When car manufacturers are getting ready to introduce new models, they conduct extensive tests. These include driving on public roads. And you can recognize prototypes being tested because they are covered with camouflage. But why?

Believe it or not, these camouflage patterns are not random. Design teams spend a lot of time designing effective camouflage patterns that are supposed to hide all car’s curves, creases and other most important design features. This takes a lot of work. Sometimes camouflage is black and white, sometimes more elaborate colourful patterns are used – as long as they accomplish their main function, manufacturers are happy.

You see, car manufacturers want to have those bombastic debuts. They want everyone to stop whatever they are doing and pay attention to the new car coming on the market. This generates media buzz and, if the debut is successful, ultimately results in good initial sales.

Camouflaged Hyundai i30 N Project C. (Hyundai’s pic.)
Hyundai i30 N Project C without camouflage. (Hyundai’s pic.)

If the new car was to come on the market gradually and everyone saw how its design developed, there would be no big spike in public interest. The car would seem dated even when it is barely entering the market. “What else is new?”, people would ask seeing the new model making official debut.
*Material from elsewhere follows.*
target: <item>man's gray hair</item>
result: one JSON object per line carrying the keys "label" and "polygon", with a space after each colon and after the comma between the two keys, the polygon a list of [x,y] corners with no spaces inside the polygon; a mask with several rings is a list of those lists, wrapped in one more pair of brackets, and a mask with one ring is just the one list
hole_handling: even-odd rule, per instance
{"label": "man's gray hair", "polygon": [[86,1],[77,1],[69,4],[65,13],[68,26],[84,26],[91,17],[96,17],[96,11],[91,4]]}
Covering prototypes in camouflage helps controlling the media attention and creating marketing strategies. Manufacturer then knows at which point in time more people are going to be talking about the new model and they can prepare for that. Random spotting on the street is unpredictable and can catch the company off-guard, making it difficult to plan marketing campaigns.

Volkswagen ID.3 with camouflage – Volkswagen chose a more elaborate colourful pattern. (Volkswagen’s pic.)
ID.3 without camouflage. (Volkswagen’s pic.)

Finally, those prototypes usually do not look that good. Camouflage stickers are just that – stickers. Under them you could see the car being poorly painted in several colours, scratches and maybe even some lose wires hanging out. These cars are not prepared to the same standard as customer cars are. They are ugly, because they are quickly built quickly exclusively just for testing.

But how does the camouflage work, you may ask. Well, first prototypes drive around with huge soft covers, which completely distort the very shape of the car. But later on prototypes are covered only with a stick-on camouflage. It can partially cover windows and lights in order to hide some distinctive design features. Brand’s logo can also be hidden (or just removed) in order to make it more difficult to recognize the car. But the silhouette itself is pretty much left in the open.

Camouflage can hide all most important design features, including grilles, lights, vents and body lines. (Ford’s pic.)

The function of the car camouflage is not so much to trick the eye, because you can still make out the 3-dimensional shape if you stand close enough, but to trick the camera. In the pictures it is very difficult to see where individual body lines are on these camouflaged cars. In fact, some camouflage patterns are so effective that cameras struggle to even focus on them.

Nissan GT-R in camouflage – these random patterns are able to trick the camera. (Nissan’s pic.)

And that is the thing you should remember – camouflage does not make cars invisible. It simply hides some details that manufacturers want to reveal in a big debut event.